In congressional testimony, CIA director Michael Hayden became the first administration official to publicly acknowledge the agency used waterboarding on detainees following the September 11 2001, terrorist attacks.
Waterboarding involves strapping a suspect down and pouring water over his cloth-covered face to create the sensation of drowning. It has been traced back hundreds of years, to the Spanish Inquisition, and is condemned by nations around the world.
"We used it against these three detainees because of the circumstances at the time," Mr Hayden told the Senate Intelligence Committee.

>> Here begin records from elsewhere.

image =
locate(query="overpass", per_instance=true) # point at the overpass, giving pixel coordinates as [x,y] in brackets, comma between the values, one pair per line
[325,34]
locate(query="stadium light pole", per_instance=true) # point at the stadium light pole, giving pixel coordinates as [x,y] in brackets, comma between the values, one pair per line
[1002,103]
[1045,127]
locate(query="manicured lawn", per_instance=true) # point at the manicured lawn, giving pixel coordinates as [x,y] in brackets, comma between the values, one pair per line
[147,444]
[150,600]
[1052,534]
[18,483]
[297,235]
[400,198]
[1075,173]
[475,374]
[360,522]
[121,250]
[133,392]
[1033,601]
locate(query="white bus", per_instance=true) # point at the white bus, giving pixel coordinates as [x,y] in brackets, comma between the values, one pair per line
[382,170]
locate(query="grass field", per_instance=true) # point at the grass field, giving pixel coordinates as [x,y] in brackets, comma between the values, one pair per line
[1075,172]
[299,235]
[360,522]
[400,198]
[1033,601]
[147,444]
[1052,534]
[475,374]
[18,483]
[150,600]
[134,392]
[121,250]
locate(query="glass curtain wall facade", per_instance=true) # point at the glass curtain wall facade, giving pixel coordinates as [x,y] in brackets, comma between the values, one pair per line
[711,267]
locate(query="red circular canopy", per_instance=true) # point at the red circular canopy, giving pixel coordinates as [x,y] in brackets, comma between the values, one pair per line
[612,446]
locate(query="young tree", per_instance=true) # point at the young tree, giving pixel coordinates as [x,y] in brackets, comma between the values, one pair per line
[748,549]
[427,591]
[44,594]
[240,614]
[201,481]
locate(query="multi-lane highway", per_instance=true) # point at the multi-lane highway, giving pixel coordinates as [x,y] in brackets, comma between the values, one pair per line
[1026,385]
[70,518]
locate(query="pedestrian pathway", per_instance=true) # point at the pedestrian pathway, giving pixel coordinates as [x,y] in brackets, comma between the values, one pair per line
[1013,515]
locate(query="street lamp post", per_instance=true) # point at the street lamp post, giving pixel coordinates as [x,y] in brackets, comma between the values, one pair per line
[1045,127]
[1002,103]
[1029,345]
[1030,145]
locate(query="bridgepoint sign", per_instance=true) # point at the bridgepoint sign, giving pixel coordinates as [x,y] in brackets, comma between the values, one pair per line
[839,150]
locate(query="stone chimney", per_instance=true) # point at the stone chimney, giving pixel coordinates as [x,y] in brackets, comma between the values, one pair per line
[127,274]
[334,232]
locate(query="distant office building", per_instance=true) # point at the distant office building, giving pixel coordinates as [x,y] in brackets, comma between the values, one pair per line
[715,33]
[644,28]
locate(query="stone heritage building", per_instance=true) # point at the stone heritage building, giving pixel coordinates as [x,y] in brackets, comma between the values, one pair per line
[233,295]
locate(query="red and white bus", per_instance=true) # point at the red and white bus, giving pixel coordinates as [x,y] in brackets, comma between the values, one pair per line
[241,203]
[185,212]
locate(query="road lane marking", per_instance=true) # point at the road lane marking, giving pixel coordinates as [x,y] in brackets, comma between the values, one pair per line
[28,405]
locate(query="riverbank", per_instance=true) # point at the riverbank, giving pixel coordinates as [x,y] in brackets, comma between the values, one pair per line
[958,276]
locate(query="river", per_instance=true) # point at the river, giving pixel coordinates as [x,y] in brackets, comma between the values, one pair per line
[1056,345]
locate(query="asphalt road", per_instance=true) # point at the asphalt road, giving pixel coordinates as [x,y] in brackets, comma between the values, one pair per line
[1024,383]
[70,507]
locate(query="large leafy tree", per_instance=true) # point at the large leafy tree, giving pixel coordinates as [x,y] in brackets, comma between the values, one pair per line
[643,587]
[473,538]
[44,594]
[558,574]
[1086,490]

"There was the belief that additional catastrophic attacks against the homeland were inevitable. And we had limited knowledge about al Qaida and its workings. Those two realities have changed."

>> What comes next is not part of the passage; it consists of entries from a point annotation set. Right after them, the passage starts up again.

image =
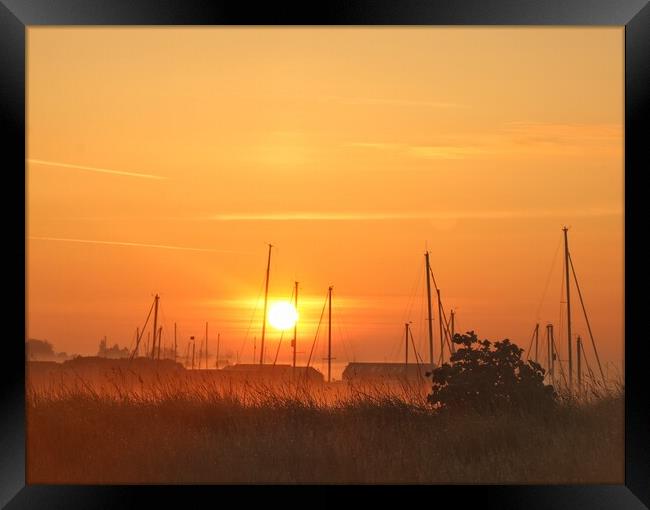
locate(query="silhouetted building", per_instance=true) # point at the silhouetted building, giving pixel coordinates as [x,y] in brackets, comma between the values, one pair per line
[274,373]
[385,372]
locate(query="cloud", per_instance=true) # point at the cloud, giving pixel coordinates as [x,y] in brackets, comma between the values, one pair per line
[397,102]
[422,151]
[432,215]
[139,245]
[566,134]
[94,169]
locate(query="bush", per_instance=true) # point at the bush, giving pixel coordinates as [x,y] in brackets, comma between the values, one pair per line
[488,376]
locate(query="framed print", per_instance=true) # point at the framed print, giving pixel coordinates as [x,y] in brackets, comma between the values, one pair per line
[360,243]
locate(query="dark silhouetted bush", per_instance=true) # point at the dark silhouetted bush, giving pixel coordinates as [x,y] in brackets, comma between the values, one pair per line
[489,376]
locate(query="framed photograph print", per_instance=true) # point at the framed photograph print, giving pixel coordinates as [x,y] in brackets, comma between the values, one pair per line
[331,244]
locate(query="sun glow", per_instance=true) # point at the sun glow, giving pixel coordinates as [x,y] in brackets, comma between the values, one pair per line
[283,315]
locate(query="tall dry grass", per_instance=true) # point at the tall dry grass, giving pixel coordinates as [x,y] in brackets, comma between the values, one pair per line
[202,431]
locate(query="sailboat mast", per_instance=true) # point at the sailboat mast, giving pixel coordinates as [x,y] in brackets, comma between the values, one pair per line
[453,329]
[442,339]
[266,300]
[206,345]
[218,345]
[329,339]
[568,305]
[155,325]
[430,319]
[295,326]
[579,354]
[406,343]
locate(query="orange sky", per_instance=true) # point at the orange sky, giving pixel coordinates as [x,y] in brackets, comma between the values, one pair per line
[350,149]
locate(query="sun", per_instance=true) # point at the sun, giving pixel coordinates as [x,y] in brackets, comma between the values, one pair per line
[282,315]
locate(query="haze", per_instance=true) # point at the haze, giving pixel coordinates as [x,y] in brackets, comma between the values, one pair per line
[166,159]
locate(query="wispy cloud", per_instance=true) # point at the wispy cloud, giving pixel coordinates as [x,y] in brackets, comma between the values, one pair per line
[422,151]
[94,169]
[433,215]
[139,245]
[397,102]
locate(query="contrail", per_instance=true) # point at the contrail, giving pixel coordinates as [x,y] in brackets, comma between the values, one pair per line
[445,215]
[93,169]
[140,245]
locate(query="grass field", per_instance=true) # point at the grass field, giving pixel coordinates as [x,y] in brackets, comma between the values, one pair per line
[204,434]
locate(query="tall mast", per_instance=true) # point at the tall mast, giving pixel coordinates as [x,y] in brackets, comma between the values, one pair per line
[549,352]
[329,339]
[579,355]
[406,343]
[428,275]
[453,329]
[218,345]
[295,326]
[442,338]
[266,300]
[155,325]
[568,305]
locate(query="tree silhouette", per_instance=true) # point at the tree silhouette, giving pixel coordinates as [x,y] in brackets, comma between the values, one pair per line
[488,376]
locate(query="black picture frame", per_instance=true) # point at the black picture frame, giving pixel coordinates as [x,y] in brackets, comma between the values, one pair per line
[17,15]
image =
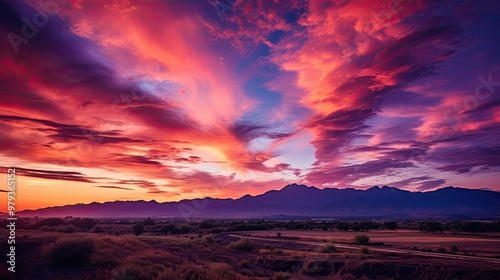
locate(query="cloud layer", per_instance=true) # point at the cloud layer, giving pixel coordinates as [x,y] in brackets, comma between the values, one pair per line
[177,100]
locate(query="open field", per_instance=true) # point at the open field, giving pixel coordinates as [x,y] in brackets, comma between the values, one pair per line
[484,245]
[248,255]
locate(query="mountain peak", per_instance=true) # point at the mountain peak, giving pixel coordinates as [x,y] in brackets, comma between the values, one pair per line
[295,186]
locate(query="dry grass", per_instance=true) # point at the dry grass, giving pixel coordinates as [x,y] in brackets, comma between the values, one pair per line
[242,245]
[327,248]
[70,251]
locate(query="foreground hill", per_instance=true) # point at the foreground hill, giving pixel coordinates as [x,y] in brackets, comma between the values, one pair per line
[301,201]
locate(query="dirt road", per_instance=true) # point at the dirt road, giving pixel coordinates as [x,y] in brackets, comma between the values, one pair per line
[377,249]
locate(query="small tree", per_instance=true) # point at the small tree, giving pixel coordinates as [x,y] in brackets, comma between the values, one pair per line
[362,239]
[138,229]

Hayden said Khalid Sheikh Mohammed, Abu Zubayda and Abd al-Rahim al-Nashiri were waterboarded in 2002 and 2003. Mr Hayden banned the technique in 2006, but National Intelligence Director Mike McConnell told senators during the same hearing yesterday that waterboarding remained in the CIA arsenal - so long as it had the specific consent of the president and legal approval of the attorney general.
That prompted Senator Dick Durbin, the Senate's number two Democrat and a member of the Judiciary Committee, to call on the Justice Department to open a criminal inquiry into whether past use of waterboarding broke any law.
The Pentagon has banned its employees from using waterboarding to extract information from detainees and FBI Director Robert Mueller said his investigators did not use coercive tactics in interviewing terror suspects.
Senator Durbin, already frustrated with attorney general Michael Mukasey's refusal last week to define waterboarding as a form of torture - as critics have - said he would block the nomination of the Justice Department's second in command if the criminal inquiry was not opened.
It was a particularly sharp threat by Senator Durbin, who represents Illinois - the same state that US District Judge Mark Filip of Chicago, the deputy attorney general nominee, calls home.
"In light of the Justice Department's continued non-responsiveness to Congress on the issue of torture, including your disappointing testimony on waterboarding last week, I have reluctantly concluded that placing a hold on Judge Filip's nomination is my only recourse for eliciting timely and complete responses to important questions on torture," Senator Durbin wrote in a letter to Mr Mukasey yesterday.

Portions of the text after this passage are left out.